The wide range of assets capable of conducting maritime surveillance were reviewed during the strategic defence and security review and decisions were made in the light of our future requirements and the challenging circumstances facing the Government. Due to the financial legacy we inherited from the previous Government, including the woeful mismanagement of the Nimrod MRA4 project, we had little choice but to cancel that project and make a number of other adjustments to our force structure. I believe we have the capabilities we require in this area, but we keep our requirements under close review against operational circumstances. Should the threats change, we stand ready to respond.
The Government have made a commitment to additional maritime surveillance with respect to Somalia because of the serious maritime threat posed there. What additional steps are the Government taking to support the Prime Minister’s peace process initiative in Somalia and what steps are they taking on the threat to the peace process caused by piracy?
The hon. Gentleman is right to point to the importance of the international efforts being made in Somalia, in which the UK is proud to play a part. Surveillance is certainly a part of the international effort, but the UK did not specifically engage to undertake it—it is done on an international basis, and other allies provide the surveillance capabilities.
The Minister’s right hon.

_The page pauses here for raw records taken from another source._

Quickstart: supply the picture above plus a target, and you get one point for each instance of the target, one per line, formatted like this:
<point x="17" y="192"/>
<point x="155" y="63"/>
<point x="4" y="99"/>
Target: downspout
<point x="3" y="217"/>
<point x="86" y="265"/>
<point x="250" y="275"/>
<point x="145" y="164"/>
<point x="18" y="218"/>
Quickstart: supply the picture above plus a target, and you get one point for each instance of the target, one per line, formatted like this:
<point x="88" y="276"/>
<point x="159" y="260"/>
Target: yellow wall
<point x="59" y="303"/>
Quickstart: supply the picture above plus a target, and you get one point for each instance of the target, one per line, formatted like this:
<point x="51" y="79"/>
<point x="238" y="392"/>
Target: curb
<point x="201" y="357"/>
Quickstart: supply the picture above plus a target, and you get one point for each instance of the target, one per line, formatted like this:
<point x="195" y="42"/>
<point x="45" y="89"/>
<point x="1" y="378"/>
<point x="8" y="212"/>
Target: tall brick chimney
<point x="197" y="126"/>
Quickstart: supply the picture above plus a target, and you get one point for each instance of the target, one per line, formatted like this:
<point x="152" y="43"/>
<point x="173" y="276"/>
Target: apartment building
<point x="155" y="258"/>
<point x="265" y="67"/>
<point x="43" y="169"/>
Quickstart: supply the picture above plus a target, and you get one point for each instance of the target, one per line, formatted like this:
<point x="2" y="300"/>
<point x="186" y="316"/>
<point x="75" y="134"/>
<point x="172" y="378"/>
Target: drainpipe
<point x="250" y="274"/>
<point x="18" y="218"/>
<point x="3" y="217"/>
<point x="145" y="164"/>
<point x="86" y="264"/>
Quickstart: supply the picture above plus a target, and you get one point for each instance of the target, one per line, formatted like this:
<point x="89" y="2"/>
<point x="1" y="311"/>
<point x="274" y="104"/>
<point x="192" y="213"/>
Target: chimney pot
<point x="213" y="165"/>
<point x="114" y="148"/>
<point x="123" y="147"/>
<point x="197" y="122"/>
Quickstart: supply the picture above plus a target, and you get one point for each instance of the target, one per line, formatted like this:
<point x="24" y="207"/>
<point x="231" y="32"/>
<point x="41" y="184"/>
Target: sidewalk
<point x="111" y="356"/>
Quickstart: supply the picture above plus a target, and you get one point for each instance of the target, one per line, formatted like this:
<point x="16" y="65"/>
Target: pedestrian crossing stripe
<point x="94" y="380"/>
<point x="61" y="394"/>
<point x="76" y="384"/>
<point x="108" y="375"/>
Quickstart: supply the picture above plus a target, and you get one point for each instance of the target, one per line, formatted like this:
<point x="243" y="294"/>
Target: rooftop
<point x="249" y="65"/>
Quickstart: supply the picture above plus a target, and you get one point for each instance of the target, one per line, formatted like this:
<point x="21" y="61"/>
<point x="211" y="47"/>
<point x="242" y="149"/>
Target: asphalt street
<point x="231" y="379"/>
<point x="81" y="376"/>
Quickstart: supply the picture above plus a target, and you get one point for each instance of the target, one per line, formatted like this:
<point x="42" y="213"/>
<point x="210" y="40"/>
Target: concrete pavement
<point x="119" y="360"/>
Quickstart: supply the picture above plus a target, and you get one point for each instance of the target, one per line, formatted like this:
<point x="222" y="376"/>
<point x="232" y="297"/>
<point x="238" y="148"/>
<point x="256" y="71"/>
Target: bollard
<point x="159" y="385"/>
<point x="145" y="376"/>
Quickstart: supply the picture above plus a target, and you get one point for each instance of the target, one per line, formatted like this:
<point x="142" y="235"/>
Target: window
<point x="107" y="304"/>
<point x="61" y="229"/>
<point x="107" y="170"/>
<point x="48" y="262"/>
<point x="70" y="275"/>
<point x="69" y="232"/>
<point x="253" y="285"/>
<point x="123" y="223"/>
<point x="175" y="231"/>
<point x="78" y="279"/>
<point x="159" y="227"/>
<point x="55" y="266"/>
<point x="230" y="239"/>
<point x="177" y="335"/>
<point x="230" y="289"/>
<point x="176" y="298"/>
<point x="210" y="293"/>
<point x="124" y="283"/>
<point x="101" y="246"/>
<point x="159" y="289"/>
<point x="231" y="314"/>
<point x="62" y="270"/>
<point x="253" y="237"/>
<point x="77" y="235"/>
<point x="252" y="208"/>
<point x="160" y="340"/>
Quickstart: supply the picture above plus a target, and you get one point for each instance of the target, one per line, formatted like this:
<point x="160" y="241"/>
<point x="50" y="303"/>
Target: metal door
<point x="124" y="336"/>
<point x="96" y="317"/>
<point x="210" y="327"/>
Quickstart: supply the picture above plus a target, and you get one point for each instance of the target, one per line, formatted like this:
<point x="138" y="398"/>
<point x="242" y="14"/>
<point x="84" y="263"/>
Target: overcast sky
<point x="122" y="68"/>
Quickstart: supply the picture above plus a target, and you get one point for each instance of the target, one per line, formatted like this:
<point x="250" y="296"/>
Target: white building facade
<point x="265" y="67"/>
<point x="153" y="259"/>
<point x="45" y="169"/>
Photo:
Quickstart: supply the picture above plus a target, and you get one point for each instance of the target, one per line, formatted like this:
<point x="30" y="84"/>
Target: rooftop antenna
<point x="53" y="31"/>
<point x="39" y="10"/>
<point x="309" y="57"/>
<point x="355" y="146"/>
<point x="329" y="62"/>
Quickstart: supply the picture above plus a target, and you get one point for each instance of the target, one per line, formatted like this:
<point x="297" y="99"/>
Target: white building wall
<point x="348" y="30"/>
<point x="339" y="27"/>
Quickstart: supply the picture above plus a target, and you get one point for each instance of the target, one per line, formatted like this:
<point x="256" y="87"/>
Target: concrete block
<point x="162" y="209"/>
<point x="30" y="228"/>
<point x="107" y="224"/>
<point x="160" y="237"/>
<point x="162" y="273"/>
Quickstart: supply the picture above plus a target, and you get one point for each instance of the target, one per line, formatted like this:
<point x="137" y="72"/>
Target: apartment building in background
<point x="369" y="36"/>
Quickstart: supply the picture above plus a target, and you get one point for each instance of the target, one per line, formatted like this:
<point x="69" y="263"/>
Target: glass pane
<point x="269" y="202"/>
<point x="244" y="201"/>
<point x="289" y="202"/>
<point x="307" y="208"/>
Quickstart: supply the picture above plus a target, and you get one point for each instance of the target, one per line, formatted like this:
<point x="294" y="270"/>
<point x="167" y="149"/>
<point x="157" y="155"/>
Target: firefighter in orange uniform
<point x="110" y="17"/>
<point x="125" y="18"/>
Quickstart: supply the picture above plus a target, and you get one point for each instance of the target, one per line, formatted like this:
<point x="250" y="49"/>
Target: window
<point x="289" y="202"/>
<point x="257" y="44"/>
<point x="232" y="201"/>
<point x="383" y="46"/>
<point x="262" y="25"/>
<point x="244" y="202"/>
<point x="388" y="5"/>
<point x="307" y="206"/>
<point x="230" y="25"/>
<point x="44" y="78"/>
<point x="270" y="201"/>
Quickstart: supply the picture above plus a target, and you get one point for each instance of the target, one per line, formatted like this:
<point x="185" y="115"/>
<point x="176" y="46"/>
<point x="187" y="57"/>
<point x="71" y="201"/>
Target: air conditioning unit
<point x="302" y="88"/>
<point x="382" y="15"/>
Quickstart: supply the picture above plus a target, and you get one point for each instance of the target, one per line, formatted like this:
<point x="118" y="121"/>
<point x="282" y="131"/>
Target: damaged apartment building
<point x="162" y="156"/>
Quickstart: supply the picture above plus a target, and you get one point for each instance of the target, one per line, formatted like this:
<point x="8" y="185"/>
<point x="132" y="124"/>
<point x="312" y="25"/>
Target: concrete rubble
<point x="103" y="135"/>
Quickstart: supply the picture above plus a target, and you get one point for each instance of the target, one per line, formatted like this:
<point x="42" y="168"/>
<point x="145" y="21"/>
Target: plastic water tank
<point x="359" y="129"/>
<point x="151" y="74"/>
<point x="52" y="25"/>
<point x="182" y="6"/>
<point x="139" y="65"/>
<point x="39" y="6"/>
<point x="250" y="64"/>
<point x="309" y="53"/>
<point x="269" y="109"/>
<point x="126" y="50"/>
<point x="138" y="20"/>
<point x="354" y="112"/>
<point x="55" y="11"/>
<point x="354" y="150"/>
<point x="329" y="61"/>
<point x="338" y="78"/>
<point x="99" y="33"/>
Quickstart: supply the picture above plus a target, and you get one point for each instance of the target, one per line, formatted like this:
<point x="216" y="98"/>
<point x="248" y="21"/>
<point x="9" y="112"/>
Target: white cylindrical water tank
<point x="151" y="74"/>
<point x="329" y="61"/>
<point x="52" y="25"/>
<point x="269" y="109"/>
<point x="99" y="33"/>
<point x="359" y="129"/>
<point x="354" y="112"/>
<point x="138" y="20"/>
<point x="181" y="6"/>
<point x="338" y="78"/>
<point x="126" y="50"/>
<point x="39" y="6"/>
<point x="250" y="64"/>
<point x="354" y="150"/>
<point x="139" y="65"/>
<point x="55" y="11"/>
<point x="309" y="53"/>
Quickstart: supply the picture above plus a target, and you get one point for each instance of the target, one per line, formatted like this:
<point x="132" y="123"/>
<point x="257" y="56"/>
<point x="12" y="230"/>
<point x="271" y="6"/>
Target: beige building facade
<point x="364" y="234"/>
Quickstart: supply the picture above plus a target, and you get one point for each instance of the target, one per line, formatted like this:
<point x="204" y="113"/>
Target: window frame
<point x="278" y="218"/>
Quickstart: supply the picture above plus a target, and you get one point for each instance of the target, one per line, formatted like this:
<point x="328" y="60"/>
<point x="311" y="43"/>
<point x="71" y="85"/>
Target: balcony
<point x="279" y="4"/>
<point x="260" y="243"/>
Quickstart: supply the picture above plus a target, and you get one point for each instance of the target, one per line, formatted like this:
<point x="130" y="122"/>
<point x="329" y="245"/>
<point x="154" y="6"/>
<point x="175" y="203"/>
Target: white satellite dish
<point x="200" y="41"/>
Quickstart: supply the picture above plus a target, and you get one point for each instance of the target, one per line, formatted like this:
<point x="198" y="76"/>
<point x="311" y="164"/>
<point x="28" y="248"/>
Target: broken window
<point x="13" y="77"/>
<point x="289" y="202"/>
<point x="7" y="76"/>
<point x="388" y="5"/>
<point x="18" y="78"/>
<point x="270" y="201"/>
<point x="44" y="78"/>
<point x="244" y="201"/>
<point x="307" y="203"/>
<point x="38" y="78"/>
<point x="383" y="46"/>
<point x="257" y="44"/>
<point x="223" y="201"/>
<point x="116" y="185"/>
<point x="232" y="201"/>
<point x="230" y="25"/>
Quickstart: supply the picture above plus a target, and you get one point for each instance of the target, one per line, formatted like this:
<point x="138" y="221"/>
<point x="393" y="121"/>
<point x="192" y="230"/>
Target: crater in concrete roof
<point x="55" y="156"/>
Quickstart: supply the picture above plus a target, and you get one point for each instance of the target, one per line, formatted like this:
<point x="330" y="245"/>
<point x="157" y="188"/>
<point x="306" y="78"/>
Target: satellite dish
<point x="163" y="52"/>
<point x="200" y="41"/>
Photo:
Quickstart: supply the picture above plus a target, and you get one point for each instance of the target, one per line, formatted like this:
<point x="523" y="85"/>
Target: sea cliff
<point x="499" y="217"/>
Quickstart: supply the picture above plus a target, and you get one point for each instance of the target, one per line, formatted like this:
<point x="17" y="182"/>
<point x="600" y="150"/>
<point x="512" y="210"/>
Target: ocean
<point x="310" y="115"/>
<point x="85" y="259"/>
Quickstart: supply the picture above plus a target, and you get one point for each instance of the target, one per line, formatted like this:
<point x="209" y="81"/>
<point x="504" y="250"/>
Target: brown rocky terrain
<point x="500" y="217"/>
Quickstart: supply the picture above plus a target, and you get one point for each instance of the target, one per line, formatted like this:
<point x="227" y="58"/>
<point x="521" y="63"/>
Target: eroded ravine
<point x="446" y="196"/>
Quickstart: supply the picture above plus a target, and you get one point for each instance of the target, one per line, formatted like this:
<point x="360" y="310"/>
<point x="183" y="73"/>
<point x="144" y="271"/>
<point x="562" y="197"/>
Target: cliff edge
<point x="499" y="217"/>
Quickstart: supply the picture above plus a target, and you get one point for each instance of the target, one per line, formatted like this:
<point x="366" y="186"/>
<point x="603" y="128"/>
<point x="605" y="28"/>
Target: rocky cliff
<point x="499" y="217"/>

Friend the Secretary of State has said that he has balanced the budget, but the lack of maritime surveillance demonstrates that he can make such a claim only because he has cut the equipment budget so deeply that he has left our nation with a capability deficit. He cannot deny that we have a capability deficit in terms of maritime surveillance.
The hon. Gentleman has answered his own question. If one has had to balance the budget having inherited a £38 billion black hole, inevitably certain capabilities would have had to be deleted. I remind him that the previous Government were using alternative methods of providing maritime surveillance. They considered that such methods would be adequate for a two-year period, and we have concluded that they provide sufficient cover for a further period.